Member of the New Hampshire House of Representatives from the Cheshire 4th district
- In office 1998–2002

Personal details
- Born: William Edward Roberts February 1, 1926 North Adams, Massachusetts, U.S.
- Died: July 9, 2025 (aged 99) Hinsdale, New Hampshire, U.S.
- Party: Republican
- Spouse: Marguerite Deming ​ ​(m. 1947; died. 2021)​

= William E. Roberts =

American politician (1926–2025)

William Edward Roberts (February 1, 1926 – July 9, 2025) was an American politician. A member of the Republican Party, he served in the New Hampshire House of Representatives from 1998 to 2002.

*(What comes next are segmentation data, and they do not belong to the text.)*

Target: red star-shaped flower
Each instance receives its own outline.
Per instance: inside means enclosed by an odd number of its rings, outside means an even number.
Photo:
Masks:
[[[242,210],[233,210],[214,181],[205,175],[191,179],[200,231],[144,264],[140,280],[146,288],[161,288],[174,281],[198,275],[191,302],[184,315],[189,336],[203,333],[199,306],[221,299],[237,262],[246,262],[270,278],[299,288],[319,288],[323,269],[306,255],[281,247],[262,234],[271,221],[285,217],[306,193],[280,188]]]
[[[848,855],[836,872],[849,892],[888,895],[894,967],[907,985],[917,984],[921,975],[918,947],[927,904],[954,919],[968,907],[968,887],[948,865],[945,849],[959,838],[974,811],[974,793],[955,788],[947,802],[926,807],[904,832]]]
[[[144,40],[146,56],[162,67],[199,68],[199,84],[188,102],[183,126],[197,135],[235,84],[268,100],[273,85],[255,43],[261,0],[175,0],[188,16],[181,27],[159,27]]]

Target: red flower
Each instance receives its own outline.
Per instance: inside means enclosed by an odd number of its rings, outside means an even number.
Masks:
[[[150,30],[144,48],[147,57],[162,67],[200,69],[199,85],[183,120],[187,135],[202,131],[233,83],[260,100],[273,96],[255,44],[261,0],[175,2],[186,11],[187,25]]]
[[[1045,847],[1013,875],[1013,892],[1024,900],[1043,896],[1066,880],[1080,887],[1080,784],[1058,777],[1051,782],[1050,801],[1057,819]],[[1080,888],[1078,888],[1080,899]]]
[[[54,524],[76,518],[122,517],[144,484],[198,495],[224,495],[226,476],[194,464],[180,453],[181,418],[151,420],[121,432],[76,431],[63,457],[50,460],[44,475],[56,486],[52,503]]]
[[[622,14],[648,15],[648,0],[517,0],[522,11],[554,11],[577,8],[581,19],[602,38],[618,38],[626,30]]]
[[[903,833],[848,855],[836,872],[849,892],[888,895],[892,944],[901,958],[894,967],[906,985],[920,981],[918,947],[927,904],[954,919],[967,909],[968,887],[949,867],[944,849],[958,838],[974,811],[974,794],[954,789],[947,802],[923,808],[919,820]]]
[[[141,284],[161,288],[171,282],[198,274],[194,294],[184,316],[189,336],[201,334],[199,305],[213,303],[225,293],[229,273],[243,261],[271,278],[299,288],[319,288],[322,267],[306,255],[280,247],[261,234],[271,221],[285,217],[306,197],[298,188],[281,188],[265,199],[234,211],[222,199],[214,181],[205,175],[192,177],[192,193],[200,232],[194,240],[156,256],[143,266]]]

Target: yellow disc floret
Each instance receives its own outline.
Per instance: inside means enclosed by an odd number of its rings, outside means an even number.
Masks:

== Early life and career ==
Roberts was born in North Adams, Massachusetts, the son of Raymond Sawyer Roberts and Carrie Begiebing. He attended and graduated from Whitingham High School. After graduating, he served in the United States Army Air Corps during World War II, which after his discharge, he worked as a selectman in Hinsdale, New Hampshire.

Roberts served in the New Hampshire House of Representatives from 1998 to 2002.

== Personal life and death ==
In 1947, Roberts married Marguerite Deming. Their marriage lasted until her death in 2021.

Roberts died at his home in Hinsdale, New Hampshire, on July 9, 2025, at the age of 99.